Vaughn Olson has had to put three sump pumps in the basement of his home in Westwood subdivision, trying to get rid of some 1,600 gallons of ground water seeping in every day during the summer this year. "I've done all I can do," he told the county commission last Wednesday.
Olson and about a dozen of his neighbors showed up to see if there was anything the county could do to help. The answer was, not much. The property in the subdivision just west of Price is private, as is the Carbon Canal, an open waterway that courses through the neighborhood.
Olson said he's aware of why the area is wet. The water table around there is high because there's a stratum of shale close to the surface. During irrigation and runoff season, especially in a heavy water year like this one, water has nowhere to go but across the shale and into basements. That area was swampland before it was developed.

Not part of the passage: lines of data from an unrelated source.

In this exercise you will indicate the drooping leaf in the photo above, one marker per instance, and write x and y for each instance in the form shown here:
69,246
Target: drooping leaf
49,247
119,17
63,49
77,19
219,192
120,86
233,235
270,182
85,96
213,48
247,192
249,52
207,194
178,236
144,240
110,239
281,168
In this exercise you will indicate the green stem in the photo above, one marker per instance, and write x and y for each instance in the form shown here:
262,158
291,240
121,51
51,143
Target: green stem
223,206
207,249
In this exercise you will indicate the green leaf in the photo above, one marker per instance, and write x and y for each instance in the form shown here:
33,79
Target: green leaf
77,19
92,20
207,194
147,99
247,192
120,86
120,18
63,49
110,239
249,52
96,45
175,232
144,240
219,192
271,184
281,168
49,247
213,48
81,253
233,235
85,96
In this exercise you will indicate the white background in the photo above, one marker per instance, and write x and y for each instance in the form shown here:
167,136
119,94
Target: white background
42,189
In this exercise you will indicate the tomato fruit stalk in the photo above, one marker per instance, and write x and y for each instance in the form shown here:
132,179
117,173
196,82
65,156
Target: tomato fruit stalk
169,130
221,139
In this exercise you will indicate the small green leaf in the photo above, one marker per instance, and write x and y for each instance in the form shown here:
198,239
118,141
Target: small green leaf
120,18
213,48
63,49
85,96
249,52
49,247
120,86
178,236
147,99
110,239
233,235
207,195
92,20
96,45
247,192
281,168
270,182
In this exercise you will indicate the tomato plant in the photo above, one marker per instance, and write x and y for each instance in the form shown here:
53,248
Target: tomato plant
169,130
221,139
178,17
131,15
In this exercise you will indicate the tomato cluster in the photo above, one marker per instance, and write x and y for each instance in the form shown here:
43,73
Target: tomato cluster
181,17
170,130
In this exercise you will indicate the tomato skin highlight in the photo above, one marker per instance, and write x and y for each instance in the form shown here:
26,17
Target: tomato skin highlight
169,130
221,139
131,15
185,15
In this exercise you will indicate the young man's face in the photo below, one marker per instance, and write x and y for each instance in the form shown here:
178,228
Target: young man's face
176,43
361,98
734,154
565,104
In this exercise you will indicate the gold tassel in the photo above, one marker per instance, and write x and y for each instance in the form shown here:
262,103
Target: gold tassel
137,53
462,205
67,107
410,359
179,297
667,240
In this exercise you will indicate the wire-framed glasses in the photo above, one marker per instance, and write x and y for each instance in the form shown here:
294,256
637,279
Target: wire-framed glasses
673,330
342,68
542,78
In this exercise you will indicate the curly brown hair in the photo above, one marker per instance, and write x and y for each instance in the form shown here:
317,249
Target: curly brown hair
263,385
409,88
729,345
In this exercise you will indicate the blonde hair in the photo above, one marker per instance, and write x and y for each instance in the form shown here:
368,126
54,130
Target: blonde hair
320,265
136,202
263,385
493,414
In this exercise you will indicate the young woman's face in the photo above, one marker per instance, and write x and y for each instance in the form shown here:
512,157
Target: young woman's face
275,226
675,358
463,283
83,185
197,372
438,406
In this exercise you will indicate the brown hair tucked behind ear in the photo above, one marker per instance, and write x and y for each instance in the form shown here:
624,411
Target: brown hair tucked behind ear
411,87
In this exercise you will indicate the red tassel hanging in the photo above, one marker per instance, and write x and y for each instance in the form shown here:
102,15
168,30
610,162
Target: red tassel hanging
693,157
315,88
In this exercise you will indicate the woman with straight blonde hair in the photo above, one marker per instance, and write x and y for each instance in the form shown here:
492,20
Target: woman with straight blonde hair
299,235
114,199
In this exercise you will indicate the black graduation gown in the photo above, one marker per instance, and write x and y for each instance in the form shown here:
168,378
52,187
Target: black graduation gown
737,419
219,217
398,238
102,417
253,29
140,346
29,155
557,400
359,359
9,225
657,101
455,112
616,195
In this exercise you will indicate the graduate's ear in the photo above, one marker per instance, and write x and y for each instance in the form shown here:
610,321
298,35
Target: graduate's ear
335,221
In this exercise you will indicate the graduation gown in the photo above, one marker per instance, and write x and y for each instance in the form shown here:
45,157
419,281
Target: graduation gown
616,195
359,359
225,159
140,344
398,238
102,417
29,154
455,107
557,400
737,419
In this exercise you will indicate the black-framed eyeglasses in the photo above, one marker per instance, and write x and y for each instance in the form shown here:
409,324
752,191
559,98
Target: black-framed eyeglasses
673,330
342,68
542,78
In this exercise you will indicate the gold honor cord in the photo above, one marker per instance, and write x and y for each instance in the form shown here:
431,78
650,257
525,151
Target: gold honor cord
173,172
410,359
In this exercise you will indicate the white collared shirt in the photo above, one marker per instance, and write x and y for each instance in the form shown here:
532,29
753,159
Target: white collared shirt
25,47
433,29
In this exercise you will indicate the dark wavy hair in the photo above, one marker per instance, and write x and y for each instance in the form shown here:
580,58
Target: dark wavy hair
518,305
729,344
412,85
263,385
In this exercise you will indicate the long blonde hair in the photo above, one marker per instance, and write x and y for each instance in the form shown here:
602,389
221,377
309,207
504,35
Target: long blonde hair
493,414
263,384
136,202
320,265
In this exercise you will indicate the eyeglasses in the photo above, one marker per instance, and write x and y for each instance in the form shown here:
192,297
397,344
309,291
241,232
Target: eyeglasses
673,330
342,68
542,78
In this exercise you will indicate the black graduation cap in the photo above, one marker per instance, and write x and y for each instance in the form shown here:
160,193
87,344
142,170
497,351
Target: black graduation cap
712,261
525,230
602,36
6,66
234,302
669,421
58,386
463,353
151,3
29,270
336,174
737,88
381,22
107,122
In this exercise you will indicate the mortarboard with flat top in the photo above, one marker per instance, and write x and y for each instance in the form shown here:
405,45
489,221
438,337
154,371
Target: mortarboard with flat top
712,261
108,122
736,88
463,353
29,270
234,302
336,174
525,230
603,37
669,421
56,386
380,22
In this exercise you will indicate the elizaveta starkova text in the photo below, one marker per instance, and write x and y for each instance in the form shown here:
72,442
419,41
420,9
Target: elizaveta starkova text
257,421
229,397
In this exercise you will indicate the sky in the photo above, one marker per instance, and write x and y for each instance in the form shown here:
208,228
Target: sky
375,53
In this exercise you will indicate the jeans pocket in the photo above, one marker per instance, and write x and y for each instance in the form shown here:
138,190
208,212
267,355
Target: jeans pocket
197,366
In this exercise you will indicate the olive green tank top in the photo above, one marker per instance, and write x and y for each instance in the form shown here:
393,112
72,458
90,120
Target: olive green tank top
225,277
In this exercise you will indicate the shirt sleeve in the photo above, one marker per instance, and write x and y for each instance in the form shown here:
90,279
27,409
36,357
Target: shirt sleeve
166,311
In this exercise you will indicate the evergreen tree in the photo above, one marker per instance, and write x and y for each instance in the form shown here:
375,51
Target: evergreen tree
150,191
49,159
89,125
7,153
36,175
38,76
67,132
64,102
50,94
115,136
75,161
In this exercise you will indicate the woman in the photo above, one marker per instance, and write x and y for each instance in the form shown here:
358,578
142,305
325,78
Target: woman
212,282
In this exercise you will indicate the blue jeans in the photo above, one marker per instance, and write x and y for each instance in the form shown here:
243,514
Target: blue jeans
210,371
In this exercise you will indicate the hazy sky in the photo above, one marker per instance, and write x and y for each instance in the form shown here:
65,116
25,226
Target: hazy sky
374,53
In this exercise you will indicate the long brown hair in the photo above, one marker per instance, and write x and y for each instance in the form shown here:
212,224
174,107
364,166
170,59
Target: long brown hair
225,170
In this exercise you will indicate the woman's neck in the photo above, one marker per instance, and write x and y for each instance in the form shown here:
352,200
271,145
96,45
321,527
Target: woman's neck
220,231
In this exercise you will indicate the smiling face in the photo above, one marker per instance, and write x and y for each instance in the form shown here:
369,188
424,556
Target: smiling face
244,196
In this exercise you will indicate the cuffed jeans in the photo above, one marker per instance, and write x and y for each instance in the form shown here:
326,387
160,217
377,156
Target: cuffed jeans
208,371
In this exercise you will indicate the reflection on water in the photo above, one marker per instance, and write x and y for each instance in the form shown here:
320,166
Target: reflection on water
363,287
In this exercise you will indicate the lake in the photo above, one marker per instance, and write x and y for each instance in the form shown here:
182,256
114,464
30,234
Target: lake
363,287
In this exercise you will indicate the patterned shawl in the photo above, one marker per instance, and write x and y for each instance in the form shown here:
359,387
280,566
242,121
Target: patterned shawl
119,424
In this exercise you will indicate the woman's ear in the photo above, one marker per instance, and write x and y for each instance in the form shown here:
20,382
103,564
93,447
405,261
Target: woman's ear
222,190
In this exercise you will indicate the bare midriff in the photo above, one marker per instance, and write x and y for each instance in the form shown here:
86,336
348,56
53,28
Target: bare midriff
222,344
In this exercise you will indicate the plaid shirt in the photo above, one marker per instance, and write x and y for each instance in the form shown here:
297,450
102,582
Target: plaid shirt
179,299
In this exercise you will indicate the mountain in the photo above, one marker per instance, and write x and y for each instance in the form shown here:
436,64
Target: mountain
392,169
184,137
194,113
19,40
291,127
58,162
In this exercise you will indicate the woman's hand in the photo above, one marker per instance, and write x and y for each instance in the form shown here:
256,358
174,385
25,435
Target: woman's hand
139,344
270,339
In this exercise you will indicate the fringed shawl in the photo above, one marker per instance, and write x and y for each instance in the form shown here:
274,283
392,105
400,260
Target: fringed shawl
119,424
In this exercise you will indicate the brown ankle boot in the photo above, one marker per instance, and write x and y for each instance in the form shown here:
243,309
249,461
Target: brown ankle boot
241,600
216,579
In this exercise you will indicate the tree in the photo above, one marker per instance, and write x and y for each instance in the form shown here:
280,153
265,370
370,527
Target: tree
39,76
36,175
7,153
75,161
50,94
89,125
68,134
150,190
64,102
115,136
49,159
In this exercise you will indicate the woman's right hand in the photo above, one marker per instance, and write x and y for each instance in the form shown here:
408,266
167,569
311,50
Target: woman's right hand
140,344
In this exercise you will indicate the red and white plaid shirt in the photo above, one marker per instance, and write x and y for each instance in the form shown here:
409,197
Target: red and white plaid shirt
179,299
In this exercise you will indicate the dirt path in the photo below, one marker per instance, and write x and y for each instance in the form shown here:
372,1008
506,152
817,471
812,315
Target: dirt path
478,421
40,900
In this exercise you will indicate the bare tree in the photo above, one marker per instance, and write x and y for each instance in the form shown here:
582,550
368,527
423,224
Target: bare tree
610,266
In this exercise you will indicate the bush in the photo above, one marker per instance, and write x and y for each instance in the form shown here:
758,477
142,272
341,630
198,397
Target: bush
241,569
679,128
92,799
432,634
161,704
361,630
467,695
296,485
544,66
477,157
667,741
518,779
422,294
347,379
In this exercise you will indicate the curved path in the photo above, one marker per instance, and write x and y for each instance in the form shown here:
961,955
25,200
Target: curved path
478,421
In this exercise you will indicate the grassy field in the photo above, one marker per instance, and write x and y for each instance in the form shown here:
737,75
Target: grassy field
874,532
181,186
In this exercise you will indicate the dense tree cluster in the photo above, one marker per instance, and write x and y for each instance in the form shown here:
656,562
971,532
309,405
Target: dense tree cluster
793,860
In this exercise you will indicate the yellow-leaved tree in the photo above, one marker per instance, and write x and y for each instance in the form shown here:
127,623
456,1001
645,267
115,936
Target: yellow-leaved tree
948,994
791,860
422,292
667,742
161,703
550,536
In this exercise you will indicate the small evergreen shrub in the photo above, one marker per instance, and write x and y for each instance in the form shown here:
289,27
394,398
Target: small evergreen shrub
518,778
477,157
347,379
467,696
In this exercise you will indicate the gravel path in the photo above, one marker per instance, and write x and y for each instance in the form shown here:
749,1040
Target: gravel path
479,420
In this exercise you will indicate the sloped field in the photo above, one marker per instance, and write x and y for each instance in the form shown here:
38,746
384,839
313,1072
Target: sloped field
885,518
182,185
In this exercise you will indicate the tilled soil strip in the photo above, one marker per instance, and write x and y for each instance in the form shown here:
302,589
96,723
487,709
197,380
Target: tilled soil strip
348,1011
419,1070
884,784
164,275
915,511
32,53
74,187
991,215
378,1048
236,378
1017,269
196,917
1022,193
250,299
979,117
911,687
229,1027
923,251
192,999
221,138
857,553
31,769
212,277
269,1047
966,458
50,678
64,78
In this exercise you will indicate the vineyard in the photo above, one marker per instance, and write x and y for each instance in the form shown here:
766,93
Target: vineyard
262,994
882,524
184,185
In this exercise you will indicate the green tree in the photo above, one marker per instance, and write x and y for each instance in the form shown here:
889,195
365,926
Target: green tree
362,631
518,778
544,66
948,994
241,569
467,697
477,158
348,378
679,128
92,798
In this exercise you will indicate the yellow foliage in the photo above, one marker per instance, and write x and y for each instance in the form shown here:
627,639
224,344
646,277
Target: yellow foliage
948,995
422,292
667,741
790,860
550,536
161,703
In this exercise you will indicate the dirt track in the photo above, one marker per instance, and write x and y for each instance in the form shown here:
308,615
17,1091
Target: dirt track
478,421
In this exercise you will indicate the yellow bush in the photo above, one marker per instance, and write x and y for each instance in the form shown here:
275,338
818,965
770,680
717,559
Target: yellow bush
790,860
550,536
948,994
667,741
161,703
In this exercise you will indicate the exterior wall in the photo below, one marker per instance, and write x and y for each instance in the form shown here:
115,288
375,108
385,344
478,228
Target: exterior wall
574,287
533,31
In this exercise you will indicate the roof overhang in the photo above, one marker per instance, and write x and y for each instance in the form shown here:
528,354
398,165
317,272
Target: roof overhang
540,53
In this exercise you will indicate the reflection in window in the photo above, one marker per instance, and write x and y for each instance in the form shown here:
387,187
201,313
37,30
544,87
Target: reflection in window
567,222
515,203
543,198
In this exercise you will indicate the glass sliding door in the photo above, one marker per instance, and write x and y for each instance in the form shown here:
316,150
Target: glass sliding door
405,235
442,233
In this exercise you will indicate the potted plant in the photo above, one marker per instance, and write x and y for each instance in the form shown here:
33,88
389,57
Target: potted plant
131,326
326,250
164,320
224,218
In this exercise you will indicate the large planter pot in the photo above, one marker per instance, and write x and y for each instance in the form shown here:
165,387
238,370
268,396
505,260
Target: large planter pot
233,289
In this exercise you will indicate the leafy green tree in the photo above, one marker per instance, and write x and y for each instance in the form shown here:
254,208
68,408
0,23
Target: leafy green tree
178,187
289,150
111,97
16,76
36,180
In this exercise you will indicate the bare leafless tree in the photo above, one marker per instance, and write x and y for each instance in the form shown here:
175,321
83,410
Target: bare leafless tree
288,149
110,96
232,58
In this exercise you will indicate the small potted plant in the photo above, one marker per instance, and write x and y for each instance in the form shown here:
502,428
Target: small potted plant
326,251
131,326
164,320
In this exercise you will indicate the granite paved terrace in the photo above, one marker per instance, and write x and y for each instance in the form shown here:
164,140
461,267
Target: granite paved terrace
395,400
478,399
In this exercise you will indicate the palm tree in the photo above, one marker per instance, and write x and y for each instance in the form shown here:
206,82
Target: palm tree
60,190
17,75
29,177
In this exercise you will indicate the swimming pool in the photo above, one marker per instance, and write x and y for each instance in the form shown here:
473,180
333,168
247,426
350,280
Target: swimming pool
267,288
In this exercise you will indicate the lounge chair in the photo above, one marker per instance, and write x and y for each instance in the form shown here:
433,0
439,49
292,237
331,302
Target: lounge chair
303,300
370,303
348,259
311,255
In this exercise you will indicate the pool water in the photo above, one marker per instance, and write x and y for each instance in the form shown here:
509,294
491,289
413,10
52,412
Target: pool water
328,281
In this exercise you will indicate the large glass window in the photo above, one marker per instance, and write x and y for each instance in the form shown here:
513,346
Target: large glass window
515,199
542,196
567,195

But he also noted that he has examined the canal and found that the liner in it is torn, which he thought was compounding the problem by allowing irrigation water to seep into the ground.
Olson wondered if it would be possible to pipe the water through the section of canal that runs through Westwood. That would help with the flooding situation and would also remove a safety hazard for neighborhood children, he said.
It turns out there is a concept and a desire on the part of the Carbon Canal Company to pipe the entire 30-mile length of the canal. However, Collin Fawcett of Jones & DeMille Engineering told the commission that project could cost as much as $70 million. The canal company has been seeking help to fund the design and construction of the high-density plastic pipeline for years.
"We clearly understand the concerns of these people," said canal board member Nick Sampinos, "but we don't have the money."
Also, he reminded the residents and commission, "The canal was there first." Sampinos explained that what he said might sound harsh, but the residential development happened without any encouragement from the canal company. Carbon Canal Co. continues to seek funding for the pipeline for water conservation and flood control, he added.
Fawcett said that short-term, site-specific solutions such as concrete channel or lining with bentonite would probably not work. The soil conditions are too unstable. A concrete lining, for example, would crumble as the ground shifted. However, commissioner Mike Milovich did ask the engineering firm to give some thought to any other options that might work.
Also, the canal may not be entirely to blame. Underground water sources could be contributing to the wet soils, Fawcett said in an interview Tuesday, but that will take a lot of subsurface study to determine where and how much is migrating in.